‘Sheriff of Wall Street’ Could Emulate His Targets
This article is from the archive of The New York Sun before the launch of its new website in 2022. The Sun has neither altered nor updated such articles but will seek to correct any errors, mis-categorizations or other problems introduced during transfer.

Governor Spitzer may always be known as the “Sheriff of Wall Street,” but as he faces a probe into his alleged links to an elite prostitution ring, the nickname could transform into a sarcastic epithet to be tossed around gleefully by the many enemies he collected during his years as state attorney general.
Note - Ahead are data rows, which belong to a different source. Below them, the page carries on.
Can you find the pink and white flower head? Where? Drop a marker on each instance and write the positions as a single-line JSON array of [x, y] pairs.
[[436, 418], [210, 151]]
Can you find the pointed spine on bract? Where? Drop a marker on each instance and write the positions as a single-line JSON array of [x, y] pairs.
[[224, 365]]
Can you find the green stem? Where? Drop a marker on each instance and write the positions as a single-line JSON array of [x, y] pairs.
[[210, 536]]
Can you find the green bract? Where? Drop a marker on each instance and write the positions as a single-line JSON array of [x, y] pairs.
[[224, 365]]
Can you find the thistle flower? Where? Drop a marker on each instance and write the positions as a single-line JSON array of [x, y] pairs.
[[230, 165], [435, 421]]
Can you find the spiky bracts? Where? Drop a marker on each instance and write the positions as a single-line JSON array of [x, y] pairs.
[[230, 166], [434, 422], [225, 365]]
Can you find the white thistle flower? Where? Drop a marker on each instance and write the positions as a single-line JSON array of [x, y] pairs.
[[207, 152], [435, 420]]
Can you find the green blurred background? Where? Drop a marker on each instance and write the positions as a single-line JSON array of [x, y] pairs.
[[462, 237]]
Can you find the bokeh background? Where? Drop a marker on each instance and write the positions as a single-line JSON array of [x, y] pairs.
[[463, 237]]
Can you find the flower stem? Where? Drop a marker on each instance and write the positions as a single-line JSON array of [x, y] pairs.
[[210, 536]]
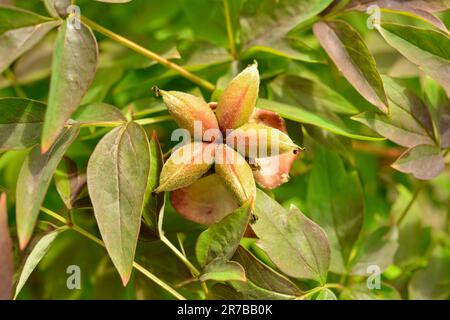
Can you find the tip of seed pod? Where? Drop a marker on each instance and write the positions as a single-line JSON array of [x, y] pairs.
[[156, 91]]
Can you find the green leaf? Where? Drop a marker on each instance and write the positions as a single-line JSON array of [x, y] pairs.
[[350, 54], [154, 203], [98, 112], [15, 18], [34, 179], [219, 270], [408, 101], [414, 235], [6, 253], [336, 202], [432, 282], [409, 123], [263, 276], [399, 127], [288, 47], [37, 253], [220, 291], [428, 49], [250, 291], [313, 94], [322, 294], [325, 294], [298, 114], [73, 69], [114, 1], [14, 43], [420, 8], [424, 162], [378, 249], [264, 22], [221, 240], [20, 123], [117, 176], [297, 245], [360, 291], [58, 8]]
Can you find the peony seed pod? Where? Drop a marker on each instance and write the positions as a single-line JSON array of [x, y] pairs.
[[235, 172], [238, 101], [259, 141], [186, 165], [186, 109]]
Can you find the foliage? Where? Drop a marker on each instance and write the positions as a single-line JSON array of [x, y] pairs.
[[355, 95]]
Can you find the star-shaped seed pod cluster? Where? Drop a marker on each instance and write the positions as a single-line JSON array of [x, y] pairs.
[[232, 144]]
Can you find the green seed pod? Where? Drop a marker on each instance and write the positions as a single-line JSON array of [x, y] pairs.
[[186, 109], [238, 101], [186, 165], [236, 173], [259, 141]]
In that role — the one that won him fame as a crusader against excesses on Wall Street and eventually helped vault him to the governor’s mansion — he seemed to relish digging up dirt on some of the richest and most powerful men in the country. The legal battles he waged against such giants as Richard Grasso, a former chairman of the New York Stock Exchange, and Maurice Greenberg, a former chief executive of American International Group, often turned nasty and personal.
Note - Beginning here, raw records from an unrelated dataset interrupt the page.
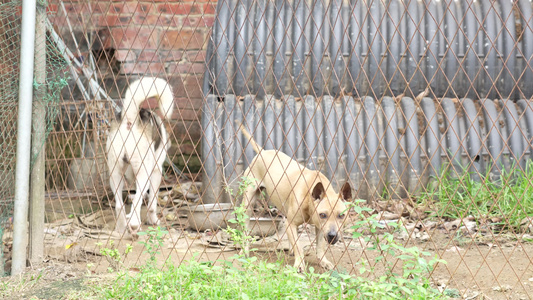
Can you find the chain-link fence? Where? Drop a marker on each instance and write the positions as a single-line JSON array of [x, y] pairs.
[[422, 107]]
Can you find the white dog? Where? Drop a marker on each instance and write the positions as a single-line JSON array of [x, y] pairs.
[[136, 149]]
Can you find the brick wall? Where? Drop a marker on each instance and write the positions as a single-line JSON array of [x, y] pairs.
[[157, 38]]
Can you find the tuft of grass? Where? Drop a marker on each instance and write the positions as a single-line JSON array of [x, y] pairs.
[[244, 277], [509, 196]]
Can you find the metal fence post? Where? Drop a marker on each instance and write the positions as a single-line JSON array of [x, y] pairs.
[[20, 218], [37, 185]]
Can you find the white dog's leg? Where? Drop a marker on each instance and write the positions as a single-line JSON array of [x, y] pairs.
[[155, 182], [292, 234], [116, 182], [142, 185], [321, 246]]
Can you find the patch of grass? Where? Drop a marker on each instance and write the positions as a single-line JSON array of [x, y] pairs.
[[508, 197], [406, 275]]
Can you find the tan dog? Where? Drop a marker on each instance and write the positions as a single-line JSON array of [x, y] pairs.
[[301, 194]]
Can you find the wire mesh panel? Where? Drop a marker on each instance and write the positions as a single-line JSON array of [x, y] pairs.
[[422, 107], [9, 45]]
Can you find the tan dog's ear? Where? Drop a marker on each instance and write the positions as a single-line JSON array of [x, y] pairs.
[[318, 191], [346, 192]]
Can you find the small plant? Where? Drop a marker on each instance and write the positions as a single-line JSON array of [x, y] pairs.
[[508, 196], [406, 271], [113, 256], [239, 235], [153, 243]]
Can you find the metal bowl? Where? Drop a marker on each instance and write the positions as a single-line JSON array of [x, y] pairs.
[[264, 227], [212, 216]]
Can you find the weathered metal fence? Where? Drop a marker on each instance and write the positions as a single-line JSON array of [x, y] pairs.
[[423, 106]]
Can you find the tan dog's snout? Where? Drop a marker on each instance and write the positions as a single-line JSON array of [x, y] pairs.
[[332, 237]]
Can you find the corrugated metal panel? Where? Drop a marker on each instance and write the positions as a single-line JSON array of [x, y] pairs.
[[473, 49], [396, 143]]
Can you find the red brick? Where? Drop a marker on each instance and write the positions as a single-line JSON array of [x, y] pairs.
[[145, 68], [191, 86], [198, 21], [187, 148], [209, 8], [178, 8], [71, 8], [183, 131], [135, 38], [196, 55], [128, 7], [125, 55], [117, 20], [99, 7], [186, 68], [183, 39], [148, 55], [140, 19], [187, 114], [171, 55], [162, 20], [189, 103]]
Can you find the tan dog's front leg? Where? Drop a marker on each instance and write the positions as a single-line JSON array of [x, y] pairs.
[[247, 200], [321, 245], [292, 234]]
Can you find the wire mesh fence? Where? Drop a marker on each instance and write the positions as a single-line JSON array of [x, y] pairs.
[[422, 107]]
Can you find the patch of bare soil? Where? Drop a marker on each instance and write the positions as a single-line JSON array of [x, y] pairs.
[[479, 263]]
Mr. Spitzer was once accused of telling a former chairman of Goldman Sachs, John Whitehead, “I will be coming after you,” after the executive published a letter that was critical of Mr. Spitzer’s tactics with Mr. Greenberg, who had been accused of misleading investors. Mr. Spitzer denied making threats, although through a spokesman he did admit to calling Mr. Whitehead after the critique was published.
When he went after Mr. Grasso over the size of his compensation package while he was the NYSE head, Mr. Spitzer allegedly had prosecutors grill Mr. Grasso about whether he had had an extramarital affair, a new book says.
In the book, “King of the Club,” by Charles Gasparino, the author writes about an interview in which investigators asked Mr. Grasso if he had fathered an illegitimate child by “his best friend growing up.” Mr. Grasso is reported to have been incensed at the question, and to have said, “No.”
The case against Mr. Grasso was deemed unusual at the time, as government prosecutors previously had rarely monitored the size of executive salaries.
Now, Mr. Spitzer’s career is at risk of following the arc of the many rich and powerful men he took down.
“He actually believes he’s above the law,” a former NYSE director, Ken Langone, was quoted as saying in the Wall Street Journal yesterday.
While the news prompted a round of applause on the floor of the New York Stock Exchange yesterday afternoon, according to a report by CNBC, most of Mr. Spitzer’s former targets seemed unwilling to comment on the allegations now facing their nemesis.
Mr. Greenberg declined a request for an interview, and Mr. Grasso did not return messages.